1. Map users to departments, query Entra ID’s identity table for the latest department assignment per user:
IdentityInfo
| where isnotempty(Department)
| summarize arg_max(Timestamp, *) by AccountUpn
| project AccountUpn, Department
2. Join devices to that map, enumerate logged-on users per device and pull their department:
let DeptMap =
IdentityInfo
| where isnotempty(Department)
| summarize arg_max(Timestamp, *) by AccountUpn
| project AccountUpn, Department;
DeviceInfo
| where isnotempty(LoggedOnUsers)
| mv-expand ParsedUser = parse_json(LoggedOnUsers)
| extend UserUpn = tostring(ParsedUser.UserPrincipalName)
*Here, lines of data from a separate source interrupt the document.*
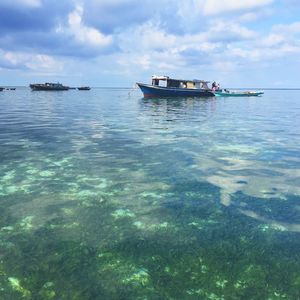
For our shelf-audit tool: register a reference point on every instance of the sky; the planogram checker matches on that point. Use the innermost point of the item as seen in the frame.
(239, 43)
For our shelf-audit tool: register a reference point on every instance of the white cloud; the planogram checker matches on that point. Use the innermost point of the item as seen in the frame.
(30, 3)
(82, 33)
(289, 29)
(215, 7)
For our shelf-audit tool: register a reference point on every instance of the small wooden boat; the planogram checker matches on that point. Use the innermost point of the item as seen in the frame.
(227, 93)
(48, 86)
(175, 88)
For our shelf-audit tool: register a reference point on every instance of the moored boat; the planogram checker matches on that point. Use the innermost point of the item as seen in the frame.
(227, 93)
(48, 86)
(84, 88)
(175, 88)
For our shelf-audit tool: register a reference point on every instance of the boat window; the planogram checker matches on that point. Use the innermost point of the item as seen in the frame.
(173, 83)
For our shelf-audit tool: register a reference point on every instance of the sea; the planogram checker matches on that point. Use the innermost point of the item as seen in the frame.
(107, 195)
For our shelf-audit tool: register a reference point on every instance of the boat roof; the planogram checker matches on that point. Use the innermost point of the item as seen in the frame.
(168, 78)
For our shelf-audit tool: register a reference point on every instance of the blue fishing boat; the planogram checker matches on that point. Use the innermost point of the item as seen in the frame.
(227, 93)
(164, 86)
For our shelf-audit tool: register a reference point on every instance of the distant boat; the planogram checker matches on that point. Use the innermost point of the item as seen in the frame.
(175, 88)
(48, 86)
(227, 93)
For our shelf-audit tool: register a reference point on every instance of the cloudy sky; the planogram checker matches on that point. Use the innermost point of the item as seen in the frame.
(240, 43)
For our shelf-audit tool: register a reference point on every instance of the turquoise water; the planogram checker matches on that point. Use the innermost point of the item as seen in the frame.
(105, 195)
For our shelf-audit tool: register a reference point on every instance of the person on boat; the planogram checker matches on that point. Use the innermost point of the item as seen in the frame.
(214, 86)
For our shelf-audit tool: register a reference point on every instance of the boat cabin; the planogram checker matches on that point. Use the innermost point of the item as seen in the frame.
(168, 82)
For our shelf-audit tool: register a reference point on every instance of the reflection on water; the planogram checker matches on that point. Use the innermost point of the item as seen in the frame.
(109, 196)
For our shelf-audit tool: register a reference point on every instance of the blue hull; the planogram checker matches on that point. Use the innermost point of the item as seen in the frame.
(151, 91)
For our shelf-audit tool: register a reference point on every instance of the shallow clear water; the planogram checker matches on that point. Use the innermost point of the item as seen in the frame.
(105, 195)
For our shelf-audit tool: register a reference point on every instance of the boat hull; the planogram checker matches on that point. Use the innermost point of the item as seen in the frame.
(44, 87)
(151, 91)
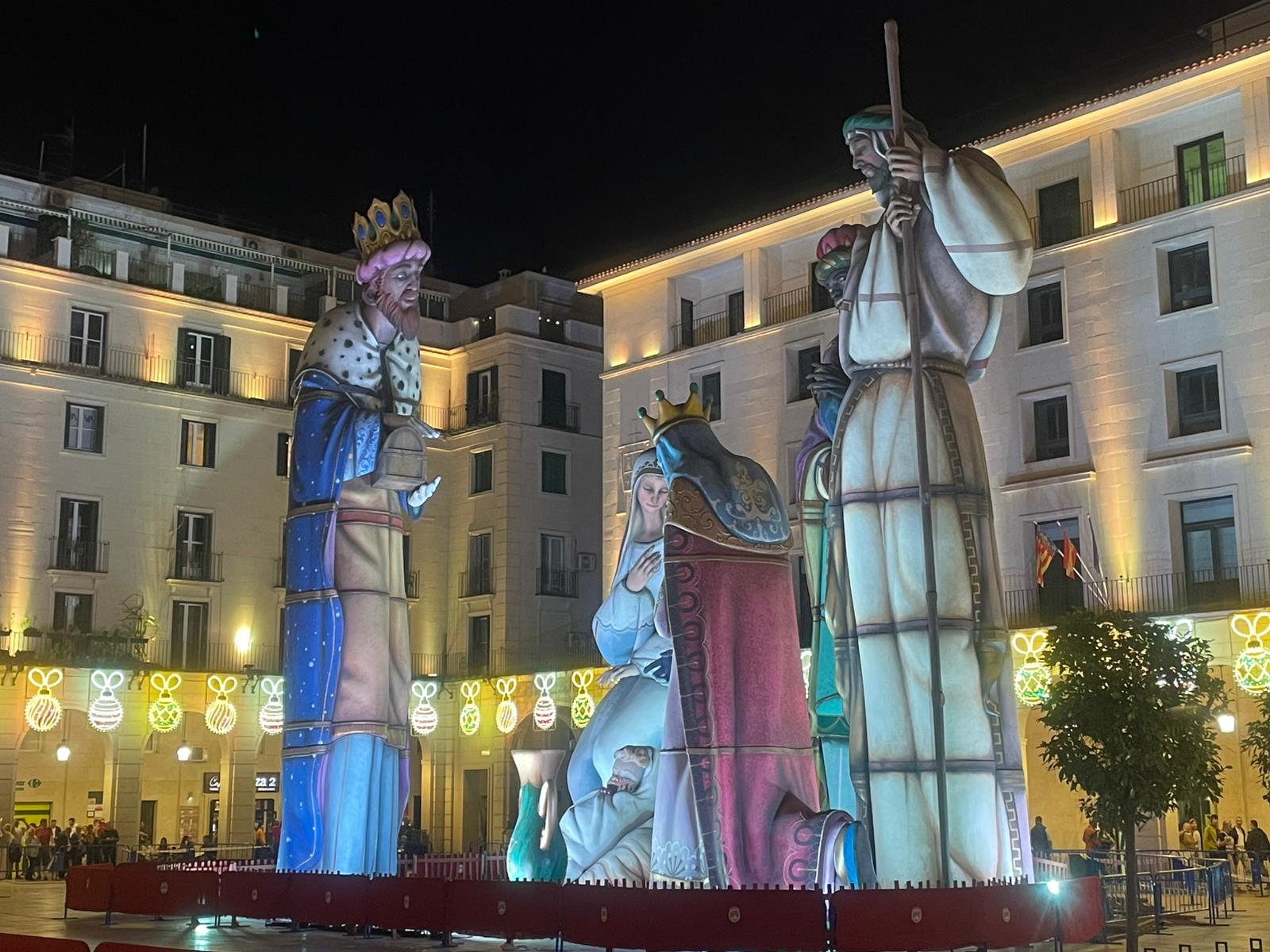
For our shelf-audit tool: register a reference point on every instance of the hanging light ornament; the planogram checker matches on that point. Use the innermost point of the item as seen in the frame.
(44, 711)
(164, 712)
(1033, 678)
(544, 708)
(583, 704)
(272, 715)
(469, 715)
(1253, 666)
(506, 717)
(106, 712)
(221, 715)
(423, 717)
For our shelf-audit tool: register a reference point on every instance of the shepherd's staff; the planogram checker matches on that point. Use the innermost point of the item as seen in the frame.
(908, 287)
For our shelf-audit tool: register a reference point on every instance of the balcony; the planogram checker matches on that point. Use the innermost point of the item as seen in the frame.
(560, 416)
(705, 330)
(74, 555)
(194, 565)
(1047, 232)
(476, 583)
(1174, 192)
(1161, 596)
(558, 582)
(139, 367)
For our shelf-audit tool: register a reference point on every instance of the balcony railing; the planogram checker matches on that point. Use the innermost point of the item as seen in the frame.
(559, 416)
(1165, 594)
(139, 367)
(558, 582)
(78, 555)
(1052, 232)
(478, 583)
(705, 330)
(1174, 192)
(194, 565)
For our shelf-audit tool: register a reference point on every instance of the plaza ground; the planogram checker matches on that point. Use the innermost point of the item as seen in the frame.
(36, 909)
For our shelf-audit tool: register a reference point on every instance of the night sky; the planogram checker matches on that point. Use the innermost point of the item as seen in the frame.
(568, 139)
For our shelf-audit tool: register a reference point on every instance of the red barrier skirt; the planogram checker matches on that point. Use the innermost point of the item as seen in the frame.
(328, 899)
(256, 895)
(145, 890)
(514, 911)
(12, 942)
(88, 888)
(398, 903)
(610, 917)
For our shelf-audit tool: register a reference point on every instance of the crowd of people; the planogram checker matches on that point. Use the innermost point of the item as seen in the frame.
(48, 850)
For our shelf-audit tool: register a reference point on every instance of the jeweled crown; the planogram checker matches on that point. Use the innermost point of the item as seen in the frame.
(385, 224)
(671, 414)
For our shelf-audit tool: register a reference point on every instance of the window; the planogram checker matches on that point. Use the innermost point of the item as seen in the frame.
(1049, 420)
(283, 456)
(1199, 405)
(197, 443)
(556, 473)
(1045, 314)
(73, 611)
(483, 471)
(84, 428)
(188, 635)
(1202, 171)
(76, 547)
(482, 397)
(479, 569)
(711, 395)
(194, 543)
(203, 361)
(736, 311)
(1060, 209)
(1191, 282)
(806, 359)
(1210, 550)
(478, 644)
(88, 338)
(687, 336)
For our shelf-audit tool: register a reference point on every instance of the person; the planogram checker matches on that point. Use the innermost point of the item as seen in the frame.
(611, 838)
(973, 249)
(347, 630)
(1257, 846)
(1041, 842)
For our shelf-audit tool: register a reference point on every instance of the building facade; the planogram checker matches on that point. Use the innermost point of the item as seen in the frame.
(1126, 399)
(146, 359)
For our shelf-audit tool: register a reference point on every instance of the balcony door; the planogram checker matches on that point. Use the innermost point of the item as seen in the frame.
(76, 535)
(1202, 171)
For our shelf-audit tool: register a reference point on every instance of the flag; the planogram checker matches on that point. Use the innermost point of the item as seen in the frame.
(1068, 556)
(1045, 556)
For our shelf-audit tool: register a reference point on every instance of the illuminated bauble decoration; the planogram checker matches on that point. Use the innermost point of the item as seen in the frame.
(583, 704)
(44, 711)
(469, 715)
(221, 715)
(544, 708)
(423, 717)
(164, 712)
(272, 715)
(106, 712)
(1033, 677)
(1253, 666)
(506, 717)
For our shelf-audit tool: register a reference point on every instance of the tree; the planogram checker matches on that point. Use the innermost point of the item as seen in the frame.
(1132, 719)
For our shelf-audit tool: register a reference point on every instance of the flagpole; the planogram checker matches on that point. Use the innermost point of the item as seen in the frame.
(912, 317)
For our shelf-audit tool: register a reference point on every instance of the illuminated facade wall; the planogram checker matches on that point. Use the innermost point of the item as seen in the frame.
(1113, 167)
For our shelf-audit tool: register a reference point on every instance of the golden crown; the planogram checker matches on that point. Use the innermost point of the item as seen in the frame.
(385, 224)
(671, 414)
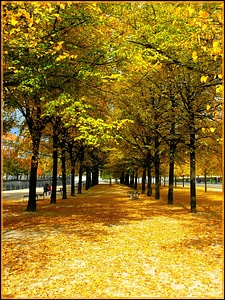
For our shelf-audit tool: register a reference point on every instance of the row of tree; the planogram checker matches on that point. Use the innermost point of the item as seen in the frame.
(131, 87)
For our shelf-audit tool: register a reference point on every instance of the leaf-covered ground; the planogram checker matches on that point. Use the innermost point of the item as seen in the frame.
(101, 244)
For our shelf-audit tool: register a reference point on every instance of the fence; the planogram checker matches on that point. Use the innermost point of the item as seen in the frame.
(9, 185)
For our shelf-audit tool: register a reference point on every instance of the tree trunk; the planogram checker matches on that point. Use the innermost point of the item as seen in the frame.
(192, 173)
(127, 177)
(122, 178)
(33, 174)
(135, 180)
(55, 168)
(171, 175)
(88, 178)
(157, 170)
(80, 180)
(205, 178)
(143, 181)
(149, 192)
(72, 190)
(63, 160)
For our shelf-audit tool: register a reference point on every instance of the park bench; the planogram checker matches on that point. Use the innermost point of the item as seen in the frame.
(133, 194)
(38, 196)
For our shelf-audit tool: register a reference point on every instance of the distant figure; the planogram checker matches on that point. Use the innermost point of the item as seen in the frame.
(47, 188)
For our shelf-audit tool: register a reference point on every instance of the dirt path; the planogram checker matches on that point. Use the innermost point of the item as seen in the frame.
(101, 244)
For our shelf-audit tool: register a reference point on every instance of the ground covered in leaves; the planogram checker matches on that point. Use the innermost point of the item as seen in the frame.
(101, 244)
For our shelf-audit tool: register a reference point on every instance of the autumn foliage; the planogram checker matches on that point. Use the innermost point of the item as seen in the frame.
(101, 244)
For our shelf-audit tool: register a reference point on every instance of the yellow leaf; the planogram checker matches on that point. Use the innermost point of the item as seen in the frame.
(194, 56)
(203, 14)
(204, 79)
(219, 89)
(14, 22)
(190, 10)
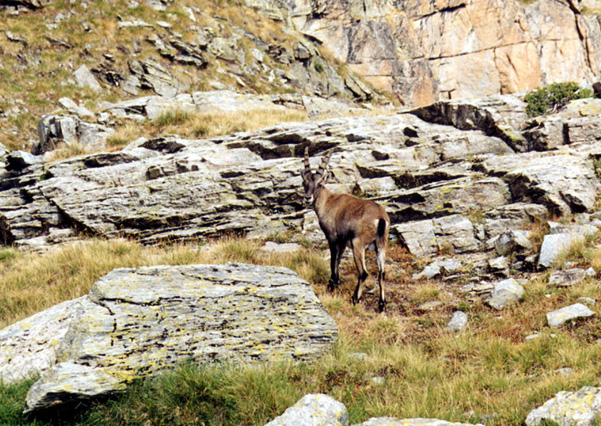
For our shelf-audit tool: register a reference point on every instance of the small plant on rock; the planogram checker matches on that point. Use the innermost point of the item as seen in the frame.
(550, 99)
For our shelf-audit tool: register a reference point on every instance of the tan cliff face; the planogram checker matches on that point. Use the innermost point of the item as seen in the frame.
(426, 50)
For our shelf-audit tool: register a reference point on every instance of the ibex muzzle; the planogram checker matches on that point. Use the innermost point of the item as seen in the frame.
(347, 220)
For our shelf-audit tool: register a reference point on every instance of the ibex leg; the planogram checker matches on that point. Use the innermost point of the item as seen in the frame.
(359, 255)
(335, 256)
(380, 259)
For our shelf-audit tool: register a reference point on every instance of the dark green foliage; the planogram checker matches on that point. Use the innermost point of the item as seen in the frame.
(551, 98)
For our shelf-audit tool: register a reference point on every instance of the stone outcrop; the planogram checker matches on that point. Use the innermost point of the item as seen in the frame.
(447, 175)
(424, 51)
(561, 316)
(313, 410)
(29, 346)
(322, 410)
(136, 322)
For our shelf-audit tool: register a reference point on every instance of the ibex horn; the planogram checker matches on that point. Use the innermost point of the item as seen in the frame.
(306, 161)
(324, 163)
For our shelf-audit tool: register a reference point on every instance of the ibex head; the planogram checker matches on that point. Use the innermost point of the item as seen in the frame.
(312, 182)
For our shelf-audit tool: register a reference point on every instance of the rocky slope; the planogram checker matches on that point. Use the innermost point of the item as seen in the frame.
(453, 176)
(118, 50)
(424, 51)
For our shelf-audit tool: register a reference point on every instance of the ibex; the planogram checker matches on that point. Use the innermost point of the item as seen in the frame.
(346, 219)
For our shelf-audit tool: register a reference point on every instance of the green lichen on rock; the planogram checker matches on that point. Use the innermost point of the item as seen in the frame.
(137, 322)
(580, 408)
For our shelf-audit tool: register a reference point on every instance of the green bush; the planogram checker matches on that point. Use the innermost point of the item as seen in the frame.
(551, 98)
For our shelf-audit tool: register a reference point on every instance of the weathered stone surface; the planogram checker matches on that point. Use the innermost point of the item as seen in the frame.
(55, 129)
(390, 421)
(568, 277)
(426, 238)
(313, 410)
(85, 78)
(564, 183)
(450, 182)
(511, 241)
(569, 408)
(425, 51)
(19, 160)
(505, 293)
(556, 245)
(458, 321)
(438, 267)
(561, 316)
(29, 346)
(137, 322)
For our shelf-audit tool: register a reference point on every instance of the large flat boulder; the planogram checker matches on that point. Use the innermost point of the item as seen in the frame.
(137, 322)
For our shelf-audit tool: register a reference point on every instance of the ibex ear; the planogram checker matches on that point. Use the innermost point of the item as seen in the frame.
(323, 178)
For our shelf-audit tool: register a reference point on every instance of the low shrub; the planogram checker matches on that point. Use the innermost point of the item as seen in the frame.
(550, 99)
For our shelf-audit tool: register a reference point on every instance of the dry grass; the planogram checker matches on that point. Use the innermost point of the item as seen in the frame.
(488, 373)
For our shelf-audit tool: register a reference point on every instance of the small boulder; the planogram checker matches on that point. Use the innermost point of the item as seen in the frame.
(19, 160)
(568, 277)
(511, 241)
(556, 245)
(561, 316)
(85, 78)
(313, 410)
(569, 408)
(458, 321)
(505, 292)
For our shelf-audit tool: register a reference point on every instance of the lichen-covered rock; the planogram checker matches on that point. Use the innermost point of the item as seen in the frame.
(579, 408)
(561, 316)
(136, 322)
(568, 277)
(29, 346)
(313, 410)
(556, 245)
(458, 321)
(390, 421)
(504, 293)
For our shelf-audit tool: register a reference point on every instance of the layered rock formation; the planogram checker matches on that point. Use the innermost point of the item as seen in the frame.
(453, 176)
(424, 51)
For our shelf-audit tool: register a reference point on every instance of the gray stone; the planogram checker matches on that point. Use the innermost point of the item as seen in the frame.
(313, 410)
(19, 160)
(504, 293)
(438, 267)
(567, 277)
(458, 321)
(555, 246)
(391, 421)
(136, 322)
(589, 301)
(74, 108)
(511, 241)
(561, 316)
(271, 247)
(569, 408)
(455, 232)
(499, 264)
(28, 347)
(85, 78)
(564, 183)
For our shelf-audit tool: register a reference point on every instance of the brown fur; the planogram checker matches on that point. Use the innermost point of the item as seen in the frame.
(348, 220)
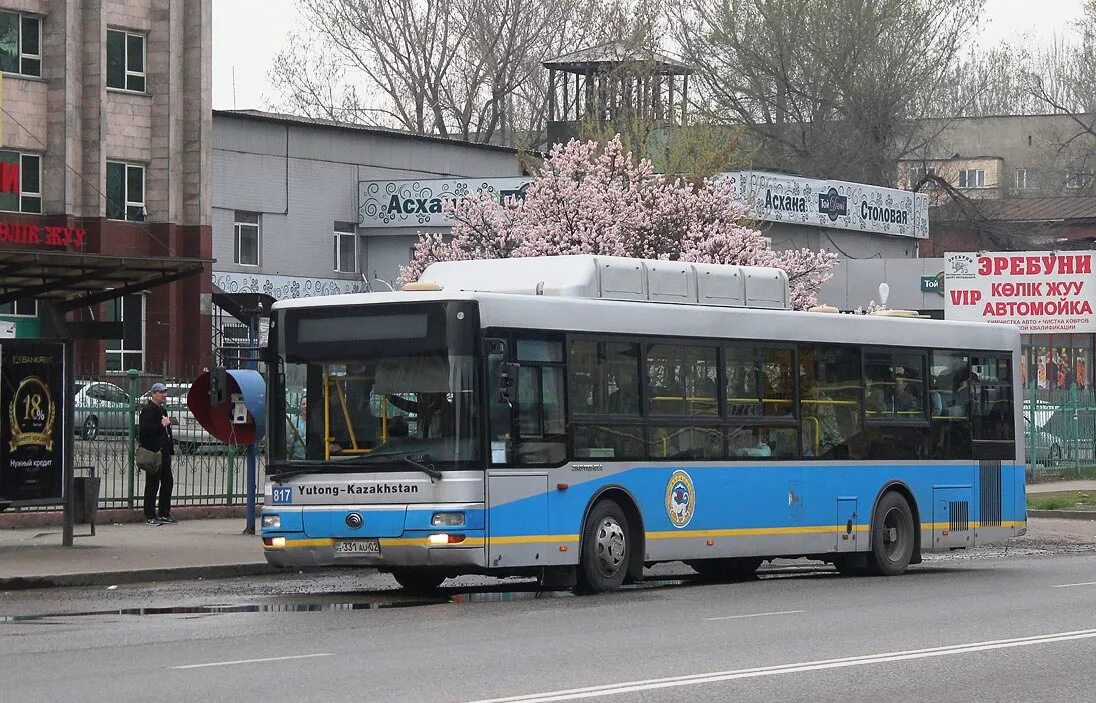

| join kind=inner DeptMap on $left.UserUpn == $right.AccountUpn
| summarize arg_max(Timestamp, *) by DeviceId
| project DeviceId, DeviceName, UserUpn, Department
3. Reconcile and apply, a Logic App compares the resulting tag list against current device tags in Defender and writes only the deltas:
- Add tags where they’re missing
- Remove tags when a user has moved departments
- Flag devices with no matching user for review (rather than silently mistagging them)
The full sanitized Logic App template lives in the tech-cookbook repo.
How Tags Drive Operations
Device Groups & RBAC
Tags map directly to Defender device groups, which scope analyst access. Finance devices are visible to Finance-aligned analysts; sensitive groups are restricted by default.
Scoped Detections
Custom analytic rules in Sentinel filter on device tags, so high-sensitivity device groups can run stricter rules without spamming false positives across the rest of the fleet.
Reporting & Compliance
Vulnerability reports and incident dashboards pivot on department tags. Instead of “40 devices have a critical vuln,” reporting becomes “8 in Finance, 3 in HR.” That’s routable to a specific team lead.
Outcomes
- Incident context immediate: analysts no longer interrupt response to chase device ownership
- Vulnerability remediation routed by department: tickets go to the right team leads from the start
- Tags stayed accurate: the weekly reconcile prevented the stale-tag drift that kills manual systems
- Scoping logic consolidated: detections, RBAC, and reporting all anchor on the same taxonomy
Lessons Learned
The most important design decision was building tag removal into the workflow from day one. Without it, tags accumulate and become actively misleading after a few rounds of department changes. A tagging system that quietly lies is worse than no tagging at all, the cleanup logic is what makes the rest trustworthy.